Upon Yu's death, his position as leader was passed not to his deputy, but rather to his son Qi. Sources differ regarding the process by which Qi rose to this position. Most versions agree that Yu designated his deputy, Gaotao, to be his successor. When Gaotao died before him, Yu then selected Gaotao's son, Bo Yi as his successor. One version holds that all those who had submitted to Yu admired Qi more than Bo Yi, leading Yu to pass his power to Qi instead. Another version holds that Bo Yi ceremoniously offered the position to Qi, who accepted, against convention, because he had the support of other leaders.
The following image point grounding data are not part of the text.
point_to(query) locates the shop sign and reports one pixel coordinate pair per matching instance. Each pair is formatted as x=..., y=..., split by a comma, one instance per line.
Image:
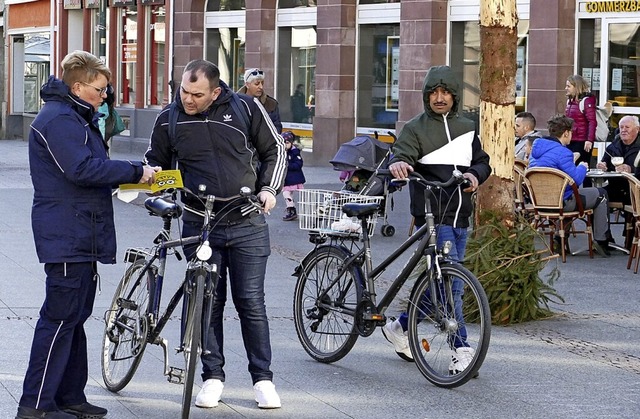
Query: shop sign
x=620, y=6
x=72, y=4
x=123, y=3
x=129, y=53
Yet another version claims that Qi killed Bo Yi and usurped his position as leader.
The version currently most accepted in China has Yu name Bo Yi as successor because of the fame Bo Yi had achieved teaching people to drive animals with fire during hunts. Bo Yi had the support of the people, which Yu could not easily stand against. However, the title Yu had given Bo Yi came without power; Yu gave his own son all the power in managing the country. After a few years, Bo Yi lost popularity, and Yu's son Qi became favored. Yu then named Qi as successor. Bo Yi did not go willingly and challenged Qi for the leadership. A civil war ensued. Qi, with strong support from the people, defeated Bo Yi's forces, killed Bo Yi, and solidified his own rule.
Qi's succession broke the previous convention of meritorious succession, and began what is traditionally regarded as the first dynasty of Chinese history. The dynasty is called "Xia" after Yu's center of power.
The Xia Dynasty is semi-mythological. The Records of the Grand Historian and the Bamboo Annals record the names of 17 kings of the Xia Dynasty. However, there is no conclusive archaeological evidence of its capital or its existence as a state of significant size. Some archaeological evidence for a significant urban civilization prior to the Shang Dynasty does now exist.